Resilience is a hot topic because we’ve all needed it. It’s not something you just pick up; it can be cultivated. It’s an essential leadership framework.
I interviewed author and fellow leadership expert Jennifer Eggers on the podcast and was mesmerised by her tales of resilience. She’s had more than her fair share of setbacks. How does one person cope with so much devastation?
Her perspective on resilience is refreshing. She asserts that resilience is a framework we can develop. And the time to develop it is before we really need it.
Resilience itself is characterised by these three things (Eggers quotes Diane Coutu on this):
- A firm grasp on reality (we need to confront the brutal facts)
- A deep belief that what you’re doing is meaningful
- The ability to improvise
Before we develop frameworks, we need to explore our leadership mindset.
In her book, Resilience: It’s not about bouncing back: How leaders and organizations can build resilience before disruption hits, Eggers and her co-author Cynthia Barlow contend that resilience is a function of our mindset: our authenticity and our attitude. We need to interrogate our thinking filters (our values and beliefs) to understand our perspective.
One of the best suggestions in the book is to choose the belief “life is hard”. I found this shocking at first. They suggest that it’s a good choice not because it’s true, but because it’s smart. If we believe life is hard, it prepares us to buckle down and do the work. It encourages us to confront reality, choose our responses, and stay out of playing a victim mindset (whose refrain is ‘life is not fair’.)
The resilience leadership framework unpacked.

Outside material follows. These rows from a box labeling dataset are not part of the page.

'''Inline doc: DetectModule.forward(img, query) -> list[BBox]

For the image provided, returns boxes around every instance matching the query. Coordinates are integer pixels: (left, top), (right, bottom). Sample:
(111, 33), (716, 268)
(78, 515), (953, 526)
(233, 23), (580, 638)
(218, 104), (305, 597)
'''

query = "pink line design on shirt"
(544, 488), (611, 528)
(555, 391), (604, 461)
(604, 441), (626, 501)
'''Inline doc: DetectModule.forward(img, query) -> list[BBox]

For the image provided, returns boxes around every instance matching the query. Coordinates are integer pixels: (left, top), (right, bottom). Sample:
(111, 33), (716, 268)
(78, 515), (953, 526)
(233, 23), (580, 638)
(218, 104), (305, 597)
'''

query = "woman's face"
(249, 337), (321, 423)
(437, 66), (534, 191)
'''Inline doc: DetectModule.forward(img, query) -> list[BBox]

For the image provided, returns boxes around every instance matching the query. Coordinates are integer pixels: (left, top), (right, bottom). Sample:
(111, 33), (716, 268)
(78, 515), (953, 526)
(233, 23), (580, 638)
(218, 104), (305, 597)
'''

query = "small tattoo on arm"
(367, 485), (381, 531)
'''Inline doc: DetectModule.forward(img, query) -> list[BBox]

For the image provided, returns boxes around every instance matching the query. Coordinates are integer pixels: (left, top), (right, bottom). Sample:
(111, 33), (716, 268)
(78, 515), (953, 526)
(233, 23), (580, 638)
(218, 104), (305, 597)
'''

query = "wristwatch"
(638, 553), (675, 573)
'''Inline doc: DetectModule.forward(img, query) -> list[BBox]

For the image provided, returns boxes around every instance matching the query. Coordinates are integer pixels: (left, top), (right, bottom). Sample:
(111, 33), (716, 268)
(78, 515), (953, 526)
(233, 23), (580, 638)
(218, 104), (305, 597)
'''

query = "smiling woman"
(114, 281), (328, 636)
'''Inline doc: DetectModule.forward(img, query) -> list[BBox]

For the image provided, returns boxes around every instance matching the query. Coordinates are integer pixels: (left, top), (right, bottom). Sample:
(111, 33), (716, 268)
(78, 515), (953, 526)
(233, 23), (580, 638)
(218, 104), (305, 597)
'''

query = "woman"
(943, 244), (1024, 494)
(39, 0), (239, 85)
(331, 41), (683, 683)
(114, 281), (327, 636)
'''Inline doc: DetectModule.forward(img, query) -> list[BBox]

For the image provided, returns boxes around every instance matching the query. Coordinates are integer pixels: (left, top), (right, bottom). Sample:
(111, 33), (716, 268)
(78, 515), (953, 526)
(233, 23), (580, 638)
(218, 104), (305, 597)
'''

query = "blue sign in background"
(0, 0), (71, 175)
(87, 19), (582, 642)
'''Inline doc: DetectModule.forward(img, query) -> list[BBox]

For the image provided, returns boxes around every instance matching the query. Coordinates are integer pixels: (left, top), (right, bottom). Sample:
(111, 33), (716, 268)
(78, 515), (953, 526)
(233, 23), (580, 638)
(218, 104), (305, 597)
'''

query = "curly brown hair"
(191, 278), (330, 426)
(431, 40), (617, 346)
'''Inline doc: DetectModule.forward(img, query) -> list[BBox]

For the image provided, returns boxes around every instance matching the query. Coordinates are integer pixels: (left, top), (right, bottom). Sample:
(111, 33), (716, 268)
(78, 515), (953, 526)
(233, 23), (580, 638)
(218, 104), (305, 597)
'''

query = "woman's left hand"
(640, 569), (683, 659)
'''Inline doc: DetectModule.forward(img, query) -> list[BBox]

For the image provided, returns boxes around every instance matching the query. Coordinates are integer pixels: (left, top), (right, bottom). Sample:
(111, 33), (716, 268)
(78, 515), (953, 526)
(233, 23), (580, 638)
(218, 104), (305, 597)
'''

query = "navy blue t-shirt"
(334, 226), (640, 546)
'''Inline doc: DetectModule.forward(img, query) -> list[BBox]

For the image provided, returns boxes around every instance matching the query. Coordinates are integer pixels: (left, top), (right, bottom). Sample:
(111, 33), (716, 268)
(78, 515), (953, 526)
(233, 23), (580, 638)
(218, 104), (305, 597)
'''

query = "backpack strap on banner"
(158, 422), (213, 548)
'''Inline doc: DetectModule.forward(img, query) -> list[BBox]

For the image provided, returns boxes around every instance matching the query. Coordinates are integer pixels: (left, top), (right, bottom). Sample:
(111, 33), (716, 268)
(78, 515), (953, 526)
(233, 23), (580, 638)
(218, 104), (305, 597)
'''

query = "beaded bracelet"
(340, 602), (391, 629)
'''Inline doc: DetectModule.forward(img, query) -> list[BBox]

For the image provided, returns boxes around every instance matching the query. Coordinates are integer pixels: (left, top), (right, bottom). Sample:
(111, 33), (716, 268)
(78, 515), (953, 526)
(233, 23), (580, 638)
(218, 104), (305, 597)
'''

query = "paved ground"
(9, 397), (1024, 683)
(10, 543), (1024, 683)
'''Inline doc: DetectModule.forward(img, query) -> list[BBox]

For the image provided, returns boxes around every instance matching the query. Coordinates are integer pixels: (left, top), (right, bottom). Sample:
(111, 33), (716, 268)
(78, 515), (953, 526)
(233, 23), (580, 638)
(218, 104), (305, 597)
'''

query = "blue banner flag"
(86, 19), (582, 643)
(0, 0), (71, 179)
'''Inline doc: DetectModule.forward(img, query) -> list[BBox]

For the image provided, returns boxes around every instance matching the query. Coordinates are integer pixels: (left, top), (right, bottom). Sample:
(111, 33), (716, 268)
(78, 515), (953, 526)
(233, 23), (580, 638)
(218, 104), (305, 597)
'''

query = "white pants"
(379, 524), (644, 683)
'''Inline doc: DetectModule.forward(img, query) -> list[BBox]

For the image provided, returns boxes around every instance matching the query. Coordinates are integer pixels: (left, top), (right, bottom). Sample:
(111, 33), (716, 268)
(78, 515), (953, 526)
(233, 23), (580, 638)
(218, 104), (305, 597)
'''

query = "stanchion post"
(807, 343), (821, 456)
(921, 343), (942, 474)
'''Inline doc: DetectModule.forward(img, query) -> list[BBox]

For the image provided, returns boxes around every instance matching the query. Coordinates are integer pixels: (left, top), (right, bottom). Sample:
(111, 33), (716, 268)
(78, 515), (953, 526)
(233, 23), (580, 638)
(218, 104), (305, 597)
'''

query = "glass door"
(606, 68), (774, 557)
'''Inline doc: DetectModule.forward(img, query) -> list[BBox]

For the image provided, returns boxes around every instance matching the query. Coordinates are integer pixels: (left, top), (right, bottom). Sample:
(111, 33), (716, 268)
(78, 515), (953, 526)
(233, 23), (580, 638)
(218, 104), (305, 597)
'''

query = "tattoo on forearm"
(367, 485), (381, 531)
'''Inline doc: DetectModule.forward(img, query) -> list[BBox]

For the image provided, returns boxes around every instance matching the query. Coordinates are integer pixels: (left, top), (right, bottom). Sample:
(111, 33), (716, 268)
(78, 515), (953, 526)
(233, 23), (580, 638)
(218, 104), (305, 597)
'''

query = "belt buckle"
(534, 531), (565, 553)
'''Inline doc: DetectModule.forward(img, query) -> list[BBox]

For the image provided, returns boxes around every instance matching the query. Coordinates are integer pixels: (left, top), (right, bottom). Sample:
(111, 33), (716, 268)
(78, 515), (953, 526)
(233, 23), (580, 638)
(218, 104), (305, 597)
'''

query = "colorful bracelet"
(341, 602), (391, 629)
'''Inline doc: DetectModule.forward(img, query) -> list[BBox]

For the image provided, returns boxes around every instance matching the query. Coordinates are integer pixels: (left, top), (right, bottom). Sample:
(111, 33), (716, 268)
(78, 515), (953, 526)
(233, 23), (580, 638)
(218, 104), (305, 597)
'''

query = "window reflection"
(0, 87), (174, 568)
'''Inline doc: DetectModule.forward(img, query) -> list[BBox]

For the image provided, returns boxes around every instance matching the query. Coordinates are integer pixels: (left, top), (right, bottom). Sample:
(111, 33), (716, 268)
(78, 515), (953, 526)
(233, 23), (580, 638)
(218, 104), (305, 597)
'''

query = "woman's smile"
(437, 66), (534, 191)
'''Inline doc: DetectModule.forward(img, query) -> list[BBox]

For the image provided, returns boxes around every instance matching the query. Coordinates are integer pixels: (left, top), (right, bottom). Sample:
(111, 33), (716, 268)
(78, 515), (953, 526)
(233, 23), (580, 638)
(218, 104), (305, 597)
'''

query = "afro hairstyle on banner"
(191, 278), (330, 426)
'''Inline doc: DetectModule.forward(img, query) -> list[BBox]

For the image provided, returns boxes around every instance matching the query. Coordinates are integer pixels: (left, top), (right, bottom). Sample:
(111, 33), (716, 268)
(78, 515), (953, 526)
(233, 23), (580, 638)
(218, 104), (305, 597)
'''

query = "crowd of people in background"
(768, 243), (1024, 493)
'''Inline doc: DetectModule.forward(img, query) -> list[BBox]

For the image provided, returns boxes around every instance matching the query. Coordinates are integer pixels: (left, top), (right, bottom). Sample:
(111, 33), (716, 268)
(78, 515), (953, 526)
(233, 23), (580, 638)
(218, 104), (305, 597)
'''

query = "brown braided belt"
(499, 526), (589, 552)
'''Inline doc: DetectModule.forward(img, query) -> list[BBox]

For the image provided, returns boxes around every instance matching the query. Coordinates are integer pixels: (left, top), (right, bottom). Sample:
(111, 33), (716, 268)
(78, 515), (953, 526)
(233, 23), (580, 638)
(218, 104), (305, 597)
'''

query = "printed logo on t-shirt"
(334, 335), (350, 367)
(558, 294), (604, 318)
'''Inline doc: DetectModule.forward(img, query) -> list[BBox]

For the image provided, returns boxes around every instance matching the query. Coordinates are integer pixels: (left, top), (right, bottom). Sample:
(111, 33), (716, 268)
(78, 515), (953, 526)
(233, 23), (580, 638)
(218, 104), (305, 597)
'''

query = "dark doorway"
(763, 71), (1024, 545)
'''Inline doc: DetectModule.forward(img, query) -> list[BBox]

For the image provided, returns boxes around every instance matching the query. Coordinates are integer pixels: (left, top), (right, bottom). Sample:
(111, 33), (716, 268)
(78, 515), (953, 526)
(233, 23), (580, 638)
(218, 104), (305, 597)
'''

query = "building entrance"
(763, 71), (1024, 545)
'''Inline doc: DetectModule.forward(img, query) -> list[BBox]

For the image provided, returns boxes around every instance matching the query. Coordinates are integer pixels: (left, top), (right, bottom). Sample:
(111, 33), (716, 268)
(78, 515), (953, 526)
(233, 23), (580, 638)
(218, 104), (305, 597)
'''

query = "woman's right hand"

Here it is, the Resilience Framework:
- Mindset: our authenticity and attitude
- Choices: our purpose and our definition of success
- Core Beliefs: our sense of ‘knowing’ in something bigger than ourselves.
The book does a beautiful job of asking questions and guiding the reader through reflection to get your own answers, so I won’t repeat it all here.
I will, however, offer some additional thoughts to flesh out even more the idea of resilience.
Leadership effectiveness is not a solo activity. To lead is to be in communion with others.
Resilience is something we process and metabolise on our own at first. How do we make sense of the situation? How do we move through it to be stronger on the other side of it?
It feels like a solo journey. And yet we do best in the company of others. To share a hug, a laugh, or a quiet moment makes all of life’s hardness a little easier.
Who can you reach out to this week? What phone call/ email / text have you been putting off? A quick message is so uplifting for someone else. Be the human who lifts up other humans, and you will be lifted in return.